The Other Pandemic We Currently Face

“When exactly do we consider the wider psychological pandemic of lives lost to mental ill health, loneliness, isolation and suicide?”

This article appeared in the print edition of the Evening Telegraph: 28/09/2020 – Article Unavailable Online

In this column four weeks ago, I asked if Dundee was on course for another lockdown but restrictions introduced this week apply to whole country. As I watched the UK Prime Minister and Scotland’s First Minister deliver their national address one after the other last week, I had mixed views. On one hand, in a context of rising infections, I agree we must safeguard those with serious health conditions as well as our senior citizens but, on the other, should we place restrictions on an entire population?

The new measures reignite the debate on lives-versus-livelihoods. Last week, I spoke to a number of Dundee taxi drivers who said 10pm curfews will significantly reduce their earnings, most notably at weekends. One driver told me: “September is one of the most important months for us because it is when the students come back for Fresher’s Week.” Another said his earnings are down 60% per month since February and admitted he submitted an application for, and is now receiving, Universal Credit.

One city centre restaurateur last week stated that the ‘eat out to help out’ scheme had increased footfall but feared new measures would drive down custom all over again rendering the intent “worthless”. A publican, who only took on a new lease weeks before lockdown, said business had been slow since reopening and said the curfew would result in cutting hours from staff already residing on a restricted income and may involve releasing at least one staff member, or potentially more.

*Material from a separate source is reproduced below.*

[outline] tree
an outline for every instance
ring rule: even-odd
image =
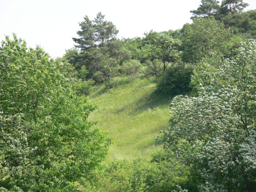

In his national address last week, the UK Prime Minister blamed the public for the re-emergence of coronavirus saying there had been “too many breaches, too many opportunities for our invisible enemy to slip through undetected.” It could not, of course, have had anything to do with his own attempts to encourage commuting employees back to their offices by using public transport nor the provision of an eat out scheme intended to stimulate the economy only to shut it all back down again.

However, I suspect the biggest myth of all is the forlorn hope that by installing a set of new measures, we are in fact preserving some precious way of life we will soon recover. By contrast, we are actually taking a hatchet to our already ailing economy, tying a noose around the neck of our national health service and social security system and handing a stick of fiscal dynamite, in the form of a growing national debt, to our children that even my eight-year-old son will not see paid off in his lifetime.

Beyond the travesty of lost livelihoods that will be more fully laid bare in the next month when furlough ends, at what point do we consider the wider psychological pandemic of lives lost to mental ill health, loneliness, isolation and suicide or even the terminally ill friend I spoke to last week whose cancer appointment was postponed? Are these lives any less valuable?